Cost of non-adoption:
Continuing confusion as to what is stable in EQ/EQL tables, and what
is stable in EQUAL tables. Possible confusion when it comes to
implementing EQUALP tables.
Performance impact:
N.A.
Benefits:
See Cost of non-adoption.
Esthetics:
The proposal more closely relates the term "Hash Table" to the
classic use of it in "The Art of Computer Programming", vol 3.
Discussion:
One of the attractions to Common Lisp is that many common techniques are
a required part of the language; C programmers who continue to re-invent
hasing techniques over and over have praised CL in particular for hash
tables. After all, it is much more likely that efficient, correctly
coded algorithms will be provided by the system supplier than that every
code writer will understand and correctly apply the information found
in Knuth's "The Art of Computer Programming", vol 3.

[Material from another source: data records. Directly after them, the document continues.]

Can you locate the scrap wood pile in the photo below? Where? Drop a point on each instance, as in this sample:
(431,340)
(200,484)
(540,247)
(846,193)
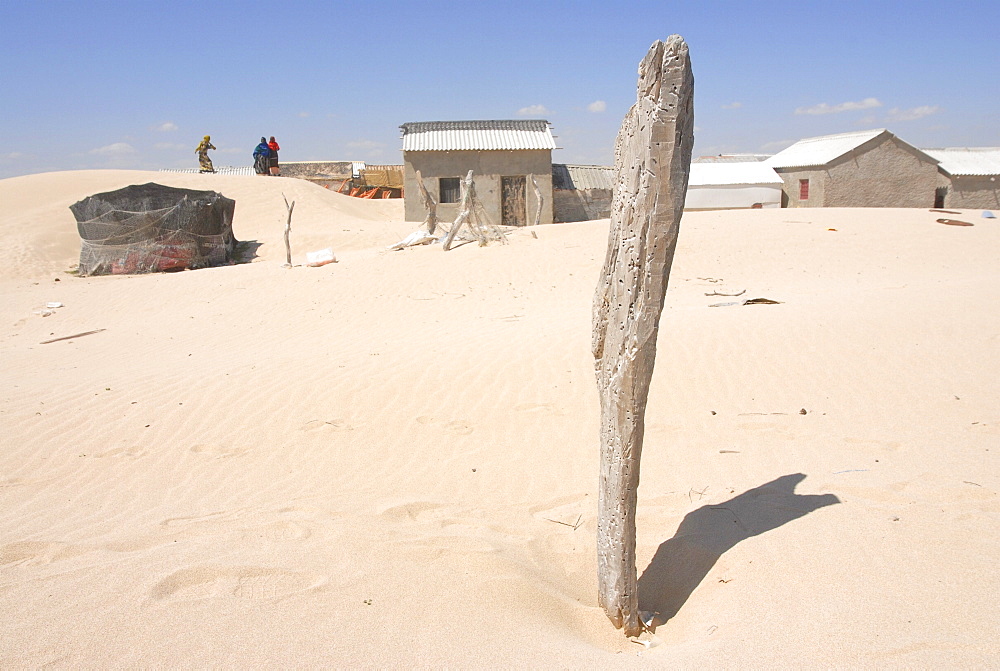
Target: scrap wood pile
(472,223)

The requirement that the expected number of reprobes be bounded by a
"small constant" should not be taken to extreme. In particular, a
simple trade-off of space for time can assure some compliance with it.
For example, a data set of size N could be partitioned into N/20
subsets; as long as the partitioning function does a fairly good job
of balancing the number of elements in each partition class, and as
long as the partition function can be quickly calculated, then the one
could say that the expected number of probes would be bounded by "about
twenty or so". The generally understood meanings of the :rehash-size
and :rehash-threshold components of hash-tables may be biased towards
an "open-addressing" implementation; but "bucketizing" implementations
are not arbitrarily ruled out. This proposal is in no way intended to
rule out "bucketizing" implementations of hash tables.
Here's an example of how one might analyze the problems relating GC
and EQ/EQL type tables:
Date: Mon, 12 Sep 88 11:05 EDT
From: Barry Margolin <barmar@Think.COM>
Subject: MAKE-HASH-TABLE :TEST arg
To: "Steve Bacher (Batchman)" <SEB1525@draper.com>
Cc: common-lisp@sail.stanford.edu
. . .
Various aspects of the behavior of a hash table are dependent upon the
TEST argument. An EQUAL hash table need not be rehashed after a copying
GC. The hash function is generally dependent upon the test function;
for an EQUAL hash table it would be SXHASH, while for an EQ hash table
it would probably be a simple hash on the address.
I suppose you COULD use SXHASH for all hash tables, since EQ objects are
necessarily EQUAL, and you COULD rehash ALL hash tables. Or you could
implement hash tables without actually hashing (e.g. implement them as
alists). But if performance is an issue (which it generally is when you
use a hash table), you'll probably want to do things dependent on the
test function.
barmar
This suggestion is not prohibited by CLtL, although it violates the
commonly accepted understanding of what "Hash on EQ" means.